'Now You See Me' - film review by Gary Chew

June 2, 2013 | One could say that Jesse Eisenberg and Woody Harrelson are together again on the big screen in another 2013 summer ...

June 2, 2013 |
One could say that Jesse Eisenberg and Woody Harrelson are together again on the big screen in another 2013 summer movie; this one called, “Now You See Me.” You'll remember Jesse and Woody in the cast of one of my favorite really nutty films called, “Zombieland” (2009). It also boasted an early visage of Emma Stone, and contained one of the greatest lines in the history of cinematic monologues, as uttered by Harrelson, “Where's the freakin' Twinkies (?) … or something similar to that interrogative. 

Harrelson doesn't get anything quite so profound to say in “Now You See Me,” but Eisenberg is up to his usual “Social Network” schtick of being the smartest freakin' actor in the frame. No one can act like he's arrogant better than Jesse.

French director Louis Leterrier has curiously combined summer movie genres here … a sort of quartet of superhero magicians who are extremely cagey about how they do amazing Robin Hood magic tricks to re-distribute some of the wealth of Kochian-like businessmen … all of it to relieve the congestion of big bucks that principally circulate (if they move at all) in the upper reaches of high finance.

With the script employing such an altruistic bent … Hey ... that makes it okay for this quartet of masterminded tricksters to be more arrogant that they need be, at least for me. 

Besides Jesse and Woody, there are Isla Fisher (“The Wedding Crashers”) and Dave Franco (“21 Jump Street) for rounding out this slight-of-hand squad calling itself “The Four Horseman.”

Flimsily, cops are needed to address the heists the foursome pulls. That would be a good role for Mark Ruffalo: a hardheaded plainclothesman who won't give up on bringing the quartet to justice. And so … Ruffalo is. And, since the first amazing magic big money heist occurs during a performance of illusion in Vegas and the hard cash goes missing from a Paris bank, Interpol comes to the aid of Ruffalo and his platoon of coppers to catch more than just one thief.

Quietly behind the machinations of how all this magic goes down are two seemingly sinister characters; one the biz guy, played by the great Michael Caine in a not too well flushed-out role, and a veteran illusionist who is good at debunking the tricks of competitors.
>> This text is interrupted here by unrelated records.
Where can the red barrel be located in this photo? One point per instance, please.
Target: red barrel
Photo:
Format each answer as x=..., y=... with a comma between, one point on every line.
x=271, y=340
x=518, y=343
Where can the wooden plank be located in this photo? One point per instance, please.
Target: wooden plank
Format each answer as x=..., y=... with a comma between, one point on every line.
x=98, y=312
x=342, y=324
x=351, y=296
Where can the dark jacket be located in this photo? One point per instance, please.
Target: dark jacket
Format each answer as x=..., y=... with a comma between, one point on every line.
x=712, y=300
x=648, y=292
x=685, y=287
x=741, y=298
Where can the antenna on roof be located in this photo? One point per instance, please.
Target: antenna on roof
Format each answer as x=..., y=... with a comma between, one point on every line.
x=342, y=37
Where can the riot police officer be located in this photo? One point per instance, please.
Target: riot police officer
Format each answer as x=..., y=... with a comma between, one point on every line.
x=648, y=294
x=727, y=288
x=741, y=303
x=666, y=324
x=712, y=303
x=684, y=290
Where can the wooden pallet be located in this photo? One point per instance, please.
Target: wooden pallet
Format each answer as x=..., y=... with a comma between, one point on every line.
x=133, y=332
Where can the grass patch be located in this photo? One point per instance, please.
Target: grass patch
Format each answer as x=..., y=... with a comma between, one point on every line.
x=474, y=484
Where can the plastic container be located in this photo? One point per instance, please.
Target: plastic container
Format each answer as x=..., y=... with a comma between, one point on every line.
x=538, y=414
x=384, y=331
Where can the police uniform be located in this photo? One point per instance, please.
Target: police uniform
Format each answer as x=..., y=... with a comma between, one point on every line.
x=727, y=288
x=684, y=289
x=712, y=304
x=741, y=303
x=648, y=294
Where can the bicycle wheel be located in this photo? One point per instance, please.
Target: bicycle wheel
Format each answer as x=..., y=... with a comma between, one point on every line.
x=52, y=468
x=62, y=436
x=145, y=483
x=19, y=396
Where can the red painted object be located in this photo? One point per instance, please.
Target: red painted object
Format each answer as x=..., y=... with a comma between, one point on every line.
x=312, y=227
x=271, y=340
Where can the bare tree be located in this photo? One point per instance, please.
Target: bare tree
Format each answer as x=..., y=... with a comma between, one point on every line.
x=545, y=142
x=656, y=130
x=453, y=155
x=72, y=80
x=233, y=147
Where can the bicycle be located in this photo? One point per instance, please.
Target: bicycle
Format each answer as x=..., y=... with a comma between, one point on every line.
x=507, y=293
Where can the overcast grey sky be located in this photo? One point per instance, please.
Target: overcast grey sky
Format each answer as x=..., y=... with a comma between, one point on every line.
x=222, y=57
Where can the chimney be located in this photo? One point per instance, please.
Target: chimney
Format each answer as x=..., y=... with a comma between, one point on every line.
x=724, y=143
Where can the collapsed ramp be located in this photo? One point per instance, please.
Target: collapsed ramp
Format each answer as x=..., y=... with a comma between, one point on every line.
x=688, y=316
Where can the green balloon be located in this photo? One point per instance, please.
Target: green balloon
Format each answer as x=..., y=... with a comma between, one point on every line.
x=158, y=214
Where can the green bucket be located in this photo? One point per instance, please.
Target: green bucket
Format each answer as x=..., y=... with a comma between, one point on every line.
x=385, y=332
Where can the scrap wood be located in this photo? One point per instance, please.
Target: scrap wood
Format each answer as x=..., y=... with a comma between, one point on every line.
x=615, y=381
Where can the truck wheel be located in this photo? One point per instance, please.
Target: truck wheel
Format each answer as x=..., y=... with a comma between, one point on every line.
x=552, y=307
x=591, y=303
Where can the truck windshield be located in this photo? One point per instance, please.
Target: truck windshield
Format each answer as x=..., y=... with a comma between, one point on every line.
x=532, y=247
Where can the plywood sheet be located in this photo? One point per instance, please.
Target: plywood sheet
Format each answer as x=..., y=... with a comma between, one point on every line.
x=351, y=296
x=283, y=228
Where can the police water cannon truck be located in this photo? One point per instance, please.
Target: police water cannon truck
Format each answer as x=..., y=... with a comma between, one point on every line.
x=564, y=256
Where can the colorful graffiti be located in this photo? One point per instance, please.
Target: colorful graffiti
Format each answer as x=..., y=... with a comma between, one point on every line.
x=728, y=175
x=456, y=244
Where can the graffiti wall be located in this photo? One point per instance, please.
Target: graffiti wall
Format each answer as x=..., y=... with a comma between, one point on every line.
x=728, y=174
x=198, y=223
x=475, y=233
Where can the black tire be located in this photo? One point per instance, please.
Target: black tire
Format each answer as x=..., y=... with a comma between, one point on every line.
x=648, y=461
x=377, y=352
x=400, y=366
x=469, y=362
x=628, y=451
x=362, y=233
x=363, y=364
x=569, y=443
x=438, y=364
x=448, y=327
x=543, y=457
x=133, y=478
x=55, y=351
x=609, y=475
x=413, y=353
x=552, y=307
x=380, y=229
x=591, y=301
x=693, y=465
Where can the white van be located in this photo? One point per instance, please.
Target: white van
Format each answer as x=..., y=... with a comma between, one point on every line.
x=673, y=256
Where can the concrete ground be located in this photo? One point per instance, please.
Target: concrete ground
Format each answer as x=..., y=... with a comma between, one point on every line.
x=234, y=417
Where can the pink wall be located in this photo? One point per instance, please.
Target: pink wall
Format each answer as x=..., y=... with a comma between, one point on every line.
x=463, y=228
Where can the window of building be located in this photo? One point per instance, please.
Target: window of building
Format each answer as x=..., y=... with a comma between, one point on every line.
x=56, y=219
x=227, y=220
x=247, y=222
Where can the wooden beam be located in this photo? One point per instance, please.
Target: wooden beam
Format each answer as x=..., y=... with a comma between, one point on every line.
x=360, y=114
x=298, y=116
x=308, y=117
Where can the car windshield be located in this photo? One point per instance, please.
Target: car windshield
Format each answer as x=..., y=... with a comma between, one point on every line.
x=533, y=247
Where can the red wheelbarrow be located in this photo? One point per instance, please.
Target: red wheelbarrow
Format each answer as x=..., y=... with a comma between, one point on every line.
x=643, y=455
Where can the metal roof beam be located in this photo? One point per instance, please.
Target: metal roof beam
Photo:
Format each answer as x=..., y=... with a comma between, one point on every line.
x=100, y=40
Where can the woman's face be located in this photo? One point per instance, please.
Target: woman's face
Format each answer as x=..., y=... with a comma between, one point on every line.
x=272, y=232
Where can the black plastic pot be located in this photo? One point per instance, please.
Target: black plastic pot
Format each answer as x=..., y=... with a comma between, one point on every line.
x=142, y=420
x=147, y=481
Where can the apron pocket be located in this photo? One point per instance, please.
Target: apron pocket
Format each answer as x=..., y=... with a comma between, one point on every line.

That part would be handled by the staunch and venerable Morgan Freeman.

Such a cast, if you add Mélanie Laurent (“Inglorious Basterds,” “Beginners”). Mélanie is the classy eye candy agent --- come stateside --- to assist the marginally foolish detective Ruffalo does.

Leterrier has put his action-packed project on steroids. There's hardly a down moment except for some boy-girl talk between Ruffalo and Laurent --- for a momentary downshift. But mostly, watch out for a floor-boarded film that uses vintage French camera busyness I first saw from Claude Lelouche in “A Man and a Woman,” which came out so long ago, I'm uncomfortable mentioning its year of release.

The dialogue in “Now You See Me” takes a swipe at living, retired politicians by the name of Cheney and Rumsfeld, but barrels apolitically ahead in large part endorsing societal gullibility, while making ever-quickening closure on the “Big Silly,” and becoming somewhat “hum-drummy.” In fact, the only thing not surprising about this movie is that it doesn't stop it. The twists number more than that of your average large-sized pretzel ---so many twists in fact that “Now You See Me” makes being clever … boring.